Hickey escupió. Los demás le importaban un comino, y Matthews el que menos, pero tenía claro que no era un chivato. Se convenció de que saldría del atolladero como fuera; una vez libre, tendría tiempo de sobra para ocuparse de Matthews.

El del escritorio se levantó y dijo:

—Se te acusa de sublevación y conspiración. ¿Qué tienes que decir a esto?

—Digo que me gustaría tomar una cerveza.

Después de unas preguntas más, que Hickey ignoró, el del escritorio volvió a ponerse en pie.

—Thomas Hickey, se te acusa de sublevación y conspiración. Debes saber que el 28 de junio próximo te colgaremos del cuello hasta que estés muerto, muerto, muerto.

—Podéis ir al infierno, infierno, infierno —espetó Hickey.

63

Jueves 27 de junio.
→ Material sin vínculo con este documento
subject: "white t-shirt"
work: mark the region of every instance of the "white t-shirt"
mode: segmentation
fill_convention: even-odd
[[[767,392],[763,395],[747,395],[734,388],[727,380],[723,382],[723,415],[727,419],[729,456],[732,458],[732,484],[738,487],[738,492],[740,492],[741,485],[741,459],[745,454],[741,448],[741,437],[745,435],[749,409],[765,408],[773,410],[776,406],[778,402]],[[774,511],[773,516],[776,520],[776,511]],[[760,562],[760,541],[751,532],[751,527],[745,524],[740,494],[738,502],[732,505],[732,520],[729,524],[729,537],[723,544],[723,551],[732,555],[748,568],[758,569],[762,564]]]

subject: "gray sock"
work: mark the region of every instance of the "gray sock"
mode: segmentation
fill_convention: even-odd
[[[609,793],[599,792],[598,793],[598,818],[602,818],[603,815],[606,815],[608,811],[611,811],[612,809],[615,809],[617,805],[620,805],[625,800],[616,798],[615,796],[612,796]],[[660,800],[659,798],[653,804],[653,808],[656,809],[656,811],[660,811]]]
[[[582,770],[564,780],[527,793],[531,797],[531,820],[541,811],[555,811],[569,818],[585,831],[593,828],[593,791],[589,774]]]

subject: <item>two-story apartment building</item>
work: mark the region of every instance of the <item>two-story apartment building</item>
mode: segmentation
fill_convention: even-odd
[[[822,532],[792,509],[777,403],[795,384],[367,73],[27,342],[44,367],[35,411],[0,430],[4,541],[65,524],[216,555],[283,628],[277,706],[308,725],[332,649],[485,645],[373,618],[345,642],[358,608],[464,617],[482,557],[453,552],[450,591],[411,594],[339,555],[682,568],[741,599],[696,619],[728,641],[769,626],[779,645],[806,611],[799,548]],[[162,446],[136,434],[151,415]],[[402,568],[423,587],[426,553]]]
Mediodía

Karl Gunderson estaba tendido en su propio tajo de carnicero como si fuera un trozo de carne de ternera.

Alrededor de él, profiriendo gritos y plegarias, se hallaba su tercera esposa, Inga, los hijos e hijas de sus tres matrimonios, sus respectivas parejas y una docena de niños. También se habían congregado en torno al carnicero los clientes habituales y aquellos que habían acudido atraídos por el morbo.

Gunderson no estaba muerto, pero agonizaba. Dada su complexión delgada, tendido ahí semejaba un esqueleto con piel.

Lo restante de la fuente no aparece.